Additionally, older cows tend to experience ovarian cysts more frequently than younger cows who are in their first or second lactation. Furthermore, it has been shown that cows over-conditioned at dry off were 2.5 times more likely to develop cystic ovaries after calving than herd mates in average condition, O’Connor adds.
When treating an ovarian cyst, it’s important to know what type of cyst you are up against. Your veterinarian should be able to tell if the cyst is follicular or luteal, as luteal cysts tend to be larger and more symptomatic than follicular cysts. “Each type of cyst, follicular and luteal, requires different hormonal treatments,” O’Connor says. “Manual rupture or aspiration of the fluid from the cyst are [the least] effective.”
One of the most common methods to treating an ovarian cyst is to utilize hormones. For follicular cysts, it is typical to use a gonadotropin releasing hormone (GnRH) or a luteinizing hormone-like product. For luteal cysts, prostaglandin (PG) products tend to be the most effective. A single dose of GnRH or Human Chorionic Gonadotropin (hCG) followed by PG seven days later also is a common strategy to treat cysts, according to O’Connor.

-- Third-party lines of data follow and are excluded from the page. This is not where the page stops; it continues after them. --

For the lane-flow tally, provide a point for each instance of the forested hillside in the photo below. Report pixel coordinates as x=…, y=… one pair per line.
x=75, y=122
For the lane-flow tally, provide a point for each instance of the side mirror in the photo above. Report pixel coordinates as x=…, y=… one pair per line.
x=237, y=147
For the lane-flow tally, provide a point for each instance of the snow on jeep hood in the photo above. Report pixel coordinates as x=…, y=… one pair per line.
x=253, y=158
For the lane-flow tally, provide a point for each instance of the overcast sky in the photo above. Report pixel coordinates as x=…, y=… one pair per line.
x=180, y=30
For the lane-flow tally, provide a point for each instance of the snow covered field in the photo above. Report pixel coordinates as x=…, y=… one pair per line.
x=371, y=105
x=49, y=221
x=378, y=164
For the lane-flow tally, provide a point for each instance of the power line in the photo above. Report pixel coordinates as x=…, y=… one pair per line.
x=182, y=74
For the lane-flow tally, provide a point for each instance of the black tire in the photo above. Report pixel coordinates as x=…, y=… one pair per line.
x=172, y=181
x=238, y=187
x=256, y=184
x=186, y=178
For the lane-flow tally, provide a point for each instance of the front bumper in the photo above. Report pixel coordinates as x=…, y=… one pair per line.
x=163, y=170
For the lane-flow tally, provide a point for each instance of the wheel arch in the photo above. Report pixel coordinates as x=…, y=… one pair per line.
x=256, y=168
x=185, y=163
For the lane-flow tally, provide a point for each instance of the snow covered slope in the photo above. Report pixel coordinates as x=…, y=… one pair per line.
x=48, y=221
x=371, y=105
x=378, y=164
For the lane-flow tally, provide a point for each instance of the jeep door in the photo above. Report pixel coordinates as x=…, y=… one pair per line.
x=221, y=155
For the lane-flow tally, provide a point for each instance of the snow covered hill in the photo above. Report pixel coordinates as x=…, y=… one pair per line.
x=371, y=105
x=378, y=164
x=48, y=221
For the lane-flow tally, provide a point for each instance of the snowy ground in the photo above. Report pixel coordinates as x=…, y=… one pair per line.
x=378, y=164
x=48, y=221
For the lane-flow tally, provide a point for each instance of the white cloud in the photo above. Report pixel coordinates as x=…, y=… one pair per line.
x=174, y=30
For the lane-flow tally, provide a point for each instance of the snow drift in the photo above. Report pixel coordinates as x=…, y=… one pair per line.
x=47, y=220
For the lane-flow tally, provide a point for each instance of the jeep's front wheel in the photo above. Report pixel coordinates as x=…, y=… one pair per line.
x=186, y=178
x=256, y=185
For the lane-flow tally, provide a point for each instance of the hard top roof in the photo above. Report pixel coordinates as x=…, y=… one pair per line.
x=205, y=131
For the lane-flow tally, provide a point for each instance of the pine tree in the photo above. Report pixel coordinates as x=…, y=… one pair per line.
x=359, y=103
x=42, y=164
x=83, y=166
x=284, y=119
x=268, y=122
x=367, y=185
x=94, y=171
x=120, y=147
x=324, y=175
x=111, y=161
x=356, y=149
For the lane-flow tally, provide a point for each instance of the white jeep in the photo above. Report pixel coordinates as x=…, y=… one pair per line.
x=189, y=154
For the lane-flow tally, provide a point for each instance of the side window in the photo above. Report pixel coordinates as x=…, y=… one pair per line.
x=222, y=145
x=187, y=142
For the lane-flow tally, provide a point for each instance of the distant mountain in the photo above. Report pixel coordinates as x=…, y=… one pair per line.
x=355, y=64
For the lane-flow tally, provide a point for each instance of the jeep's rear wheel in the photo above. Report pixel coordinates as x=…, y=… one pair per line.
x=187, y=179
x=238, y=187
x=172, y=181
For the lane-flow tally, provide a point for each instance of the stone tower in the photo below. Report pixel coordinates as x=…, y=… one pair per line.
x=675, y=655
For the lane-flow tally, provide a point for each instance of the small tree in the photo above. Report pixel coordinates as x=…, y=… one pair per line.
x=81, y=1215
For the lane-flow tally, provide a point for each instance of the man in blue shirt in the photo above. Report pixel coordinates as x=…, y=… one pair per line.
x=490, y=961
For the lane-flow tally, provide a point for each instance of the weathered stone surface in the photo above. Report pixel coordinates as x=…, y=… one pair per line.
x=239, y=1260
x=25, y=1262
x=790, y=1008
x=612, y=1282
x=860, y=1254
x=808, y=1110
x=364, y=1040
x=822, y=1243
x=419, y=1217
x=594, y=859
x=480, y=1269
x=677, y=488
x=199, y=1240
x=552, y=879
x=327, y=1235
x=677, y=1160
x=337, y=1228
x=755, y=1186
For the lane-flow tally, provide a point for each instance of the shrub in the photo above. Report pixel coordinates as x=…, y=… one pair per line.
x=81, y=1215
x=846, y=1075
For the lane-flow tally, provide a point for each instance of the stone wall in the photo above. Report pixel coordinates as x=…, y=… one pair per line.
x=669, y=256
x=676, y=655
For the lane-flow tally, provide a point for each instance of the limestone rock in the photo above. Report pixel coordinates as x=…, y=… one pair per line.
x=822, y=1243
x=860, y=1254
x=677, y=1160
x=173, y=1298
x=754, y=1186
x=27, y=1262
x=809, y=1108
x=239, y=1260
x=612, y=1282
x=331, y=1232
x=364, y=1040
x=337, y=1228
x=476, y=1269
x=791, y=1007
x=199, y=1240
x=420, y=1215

While the treatment of ovarian cysts has come a long way over the past few decades, properly diagnosing the type of cysts can still be a challenge. If you’re noticing that cystic animals routinely show in your herd, O’Connor offers up these tips.
“Culling chronically cystic cows, developing a strategy to avoid over-conditioned dry cows, and providing a balanced transition cow ration will certainly help minimize periparturient problems so that the incidence of cystic ovaries remains low,” he says.
“Implementing best management practices to prevent and monitor calving-related issues such as twinning, dystocia, retained placenta and metritis are also critical.”